Note that the Lucent building has about 2,000,000 sq. ft. of floor space. By comparison, the Holmdel Shopping Center on the Northwest corner of the intersection of Rt. 35 and Laurel Ave. contains 235,000 sq. ft. total of floor space in the retail part, less than 1/8 the space of the Lucent building. Note also that heating or air conditioning of any room in the building requires heating and air conditioning the entire building. And only one office has windows for natural light - the President’s office in building 3.
To make the proposed redevelopment worse, sewers are being permitted for service to all construction on the site. The Mayor has stated that septic systems cause pollution. Yes, failed systems can cause pollution but properly located, installed and used systems are not a problem. The many failures that occurred in the past were the result of a lack of enforcement of the related laws. It is my understanding that the lack of enforcement is a thing of past. In addition, I wrote a paper that I offered to the public in 2010 to explain a low cost addition to systems that is common in most states around the country and corrects the most common cause of failure of a properly constructed system. It is also a FACT that we are headed for a shortage of drinking water. The water company already limits its use in the Fall of the year. Septic systems return all water that we use to the earth where nature treats it and makes it available for reuse. Sewers pump it into the ocean. When approval to service the building with sewers was granted, it was stipulated that the service was for the building only. Sewer service sounds good if you ignore the longer term impact on the availability of our potable water supply but is a very serious negative, long term. Our Township Committee seems interested only in the short term.

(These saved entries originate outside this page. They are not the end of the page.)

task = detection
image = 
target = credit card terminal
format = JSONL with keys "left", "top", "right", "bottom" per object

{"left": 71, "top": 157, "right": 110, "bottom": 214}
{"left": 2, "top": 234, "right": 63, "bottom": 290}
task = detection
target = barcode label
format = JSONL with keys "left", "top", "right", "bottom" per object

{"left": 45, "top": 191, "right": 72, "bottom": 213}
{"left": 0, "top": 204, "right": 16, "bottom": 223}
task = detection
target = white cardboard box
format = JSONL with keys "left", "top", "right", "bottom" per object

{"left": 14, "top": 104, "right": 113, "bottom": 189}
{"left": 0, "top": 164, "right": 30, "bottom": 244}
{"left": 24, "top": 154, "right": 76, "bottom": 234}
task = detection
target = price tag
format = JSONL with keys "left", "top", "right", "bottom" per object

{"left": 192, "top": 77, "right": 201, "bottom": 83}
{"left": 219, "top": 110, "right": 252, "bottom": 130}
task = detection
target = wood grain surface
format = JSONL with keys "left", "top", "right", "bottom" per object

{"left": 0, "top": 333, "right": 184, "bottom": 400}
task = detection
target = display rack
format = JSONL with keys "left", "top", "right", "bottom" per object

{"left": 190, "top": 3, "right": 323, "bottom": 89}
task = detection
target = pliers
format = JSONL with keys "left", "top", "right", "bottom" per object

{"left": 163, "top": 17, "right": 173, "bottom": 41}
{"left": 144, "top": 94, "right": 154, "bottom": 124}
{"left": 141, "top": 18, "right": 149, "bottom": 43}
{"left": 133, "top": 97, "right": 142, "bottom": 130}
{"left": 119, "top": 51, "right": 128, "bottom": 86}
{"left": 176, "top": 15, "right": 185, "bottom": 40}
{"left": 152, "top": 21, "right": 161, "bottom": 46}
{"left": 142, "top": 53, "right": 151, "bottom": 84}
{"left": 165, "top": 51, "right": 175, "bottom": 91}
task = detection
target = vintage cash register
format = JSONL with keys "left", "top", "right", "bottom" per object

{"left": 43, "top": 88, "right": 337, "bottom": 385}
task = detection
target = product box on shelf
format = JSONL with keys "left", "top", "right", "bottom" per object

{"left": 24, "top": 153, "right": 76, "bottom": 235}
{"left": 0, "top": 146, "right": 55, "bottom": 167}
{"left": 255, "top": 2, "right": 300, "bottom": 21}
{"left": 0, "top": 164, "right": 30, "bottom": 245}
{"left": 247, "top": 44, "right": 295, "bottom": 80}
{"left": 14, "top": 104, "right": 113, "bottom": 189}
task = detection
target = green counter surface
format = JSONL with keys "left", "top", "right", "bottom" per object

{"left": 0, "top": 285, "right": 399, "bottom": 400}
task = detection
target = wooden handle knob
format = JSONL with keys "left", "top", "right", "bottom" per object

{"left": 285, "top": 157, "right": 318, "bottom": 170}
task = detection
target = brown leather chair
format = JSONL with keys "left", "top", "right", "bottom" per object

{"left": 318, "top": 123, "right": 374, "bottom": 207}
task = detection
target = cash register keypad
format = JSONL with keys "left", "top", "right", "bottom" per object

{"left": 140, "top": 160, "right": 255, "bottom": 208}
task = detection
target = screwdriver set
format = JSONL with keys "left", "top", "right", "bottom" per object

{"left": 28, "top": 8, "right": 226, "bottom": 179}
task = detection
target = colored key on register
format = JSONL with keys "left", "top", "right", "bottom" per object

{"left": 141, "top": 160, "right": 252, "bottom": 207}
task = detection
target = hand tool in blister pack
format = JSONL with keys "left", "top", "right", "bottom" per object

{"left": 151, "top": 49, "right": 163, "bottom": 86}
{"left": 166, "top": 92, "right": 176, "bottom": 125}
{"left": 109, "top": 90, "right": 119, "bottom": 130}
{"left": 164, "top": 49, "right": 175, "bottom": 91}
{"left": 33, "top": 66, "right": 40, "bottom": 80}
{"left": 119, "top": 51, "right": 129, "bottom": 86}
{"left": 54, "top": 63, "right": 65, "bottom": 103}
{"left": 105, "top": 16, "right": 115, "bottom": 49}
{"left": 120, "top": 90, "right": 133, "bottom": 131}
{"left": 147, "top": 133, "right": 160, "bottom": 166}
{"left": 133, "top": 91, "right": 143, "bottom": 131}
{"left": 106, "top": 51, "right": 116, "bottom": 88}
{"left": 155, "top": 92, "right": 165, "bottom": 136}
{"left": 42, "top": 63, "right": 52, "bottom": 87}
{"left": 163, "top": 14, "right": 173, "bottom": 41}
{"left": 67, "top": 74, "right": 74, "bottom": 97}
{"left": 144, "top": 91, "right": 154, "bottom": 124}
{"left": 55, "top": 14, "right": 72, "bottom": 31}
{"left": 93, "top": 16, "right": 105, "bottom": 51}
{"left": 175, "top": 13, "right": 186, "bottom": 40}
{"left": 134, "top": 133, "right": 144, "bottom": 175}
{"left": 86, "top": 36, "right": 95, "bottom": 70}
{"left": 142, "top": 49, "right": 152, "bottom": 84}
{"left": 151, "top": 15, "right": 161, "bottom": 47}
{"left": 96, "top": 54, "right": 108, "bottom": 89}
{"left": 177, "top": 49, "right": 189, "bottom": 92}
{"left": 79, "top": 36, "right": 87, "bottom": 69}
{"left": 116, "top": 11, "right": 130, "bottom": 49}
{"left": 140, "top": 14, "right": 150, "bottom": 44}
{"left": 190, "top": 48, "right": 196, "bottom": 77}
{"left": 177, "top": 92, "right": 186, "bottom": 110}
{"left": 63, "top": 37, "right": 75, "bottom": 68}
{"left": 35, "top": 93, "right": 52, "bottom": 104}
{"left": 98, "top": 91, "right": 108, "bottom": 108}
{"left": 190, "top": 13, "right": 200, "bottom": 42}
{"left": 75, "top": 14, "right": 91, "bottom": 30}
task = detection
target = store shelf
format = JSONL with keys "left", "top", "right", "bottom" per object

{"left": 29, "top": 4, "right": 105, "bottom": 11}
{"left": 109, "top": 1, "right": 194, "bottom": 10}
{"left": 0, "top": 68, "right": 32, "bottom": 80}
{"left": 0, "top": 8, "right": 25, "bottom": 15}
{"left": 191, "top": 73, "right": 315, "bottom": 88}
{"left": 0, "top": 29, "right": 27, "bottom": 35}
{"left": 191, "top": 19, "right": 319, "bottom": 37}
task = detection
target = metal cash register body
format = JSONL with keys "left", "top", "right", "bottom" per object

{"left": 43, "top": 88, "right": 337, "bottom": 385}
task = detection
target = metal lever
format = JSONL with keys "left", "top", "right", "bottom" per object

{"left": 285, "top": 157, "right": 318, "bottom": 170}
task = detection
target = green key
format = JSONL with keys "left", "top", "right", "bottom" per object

The real problem is our Township Committee, and its decision several years ago to introduce a Redevelopment Plan, which takes away the requirement to conform to our Zoning Ordinance including all provisions of the law requiring notification of residents and public hearings. When the Township Committee said nothing when their Planner said the proposal was consistent with our Master Plan, it was clear that we were headed for a dramatic degradation of our rural character and property values that many of us had worked hard to preserve. I chaired our Planning Board from 1966 through 1970 and, in my day, her words would have been her last as Holmdel’s Planner. I learned, often the hard way, to be careful what you believe from your so called professionals.
Our Mayor is quoted, in the referenced article, as saying "Believe me, we are not sleeping on this, we have four lawyers and a team of engineers on the project." Why do we need 4 lawyers? One lawyer is usually too many. And why hasn’t the team of engineers contributed traffic estimates? And what have they said about the causes of septic problems in the past?